Li’s speech about shooting a Cardassian in his underwear is effective, and Beymer delivers it well. It’s curiously unsurprising to find that yet another one of Kira’s heroes has feet of clay, and while I can understand the idea—the rebellion needed symbols as much, if not more, than it needed actual brilliant leadership—it’s a little too thematically neat all the same. It makes the Bajorans look a bit like the idiots in Life Of Brian, so desperate for a messiah they’ll latch onto anyone, and while I appreciate the cynicism of that, it would’ve been nice if Nalas had been a little more competent. Then again, he doesn’t make any major mistakes between this episode and next, so it could be he’s trying to dodge responsibility by exaggerating his pointlessness; maybe all a leader needs to be really great is some patience, and the ability to say “Yes” to the right people.

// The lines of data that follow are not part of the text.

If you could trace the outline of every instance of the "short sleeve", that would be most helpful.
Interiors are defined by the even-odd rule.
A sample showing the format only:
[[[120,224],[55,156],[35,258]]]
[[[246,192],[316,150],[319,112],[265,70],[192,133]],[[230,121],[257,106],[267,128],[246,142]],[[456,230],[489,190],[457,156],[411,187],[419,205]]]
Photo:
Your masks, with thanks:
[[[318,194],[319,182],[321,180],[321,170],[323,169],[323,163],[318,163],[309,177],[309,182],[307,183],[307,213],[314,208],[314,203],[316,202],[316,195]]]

“The Homecoming” is solid, if unspectacular. The performances are good, and the episode never feels overly padded, in the way that multi-part Trek episodes so often do. If I had a complaint, it’s that DS9 has proven itself capable of greater complexity last season, and this episode, while rife with difficult situations, never really puts us in the position of having to make difficult choices. The Circle is obviously bad news, and while they aren’t an easy threat to shrug off, there’s no question that Sisko and the others won’t find some way of dealing with them, a way that won’t cost them much in the way of sleepless nights. There’s good drama in this episode, and the sudden appearance of Frank Langella in the last ten minutes, playing the presumably (future self: definitely) malevolent Minister Jaro, is a welcome and completely unexpected surprise. But there’s something missing, some final push of energy to go from “decent” to “Holy #$^.” I think it’s connected with that “To Be Continued.” At the end of the hour, Kira has been replaced by Nalas, and while Li doesn’t appear to be up to anything, Jaro, clearly, has designs. But in case anyone was going to get uncomfortable or nervous or tense, the show reassures us, all of this will be resolved shortly. The eels do not eat the princess at this time.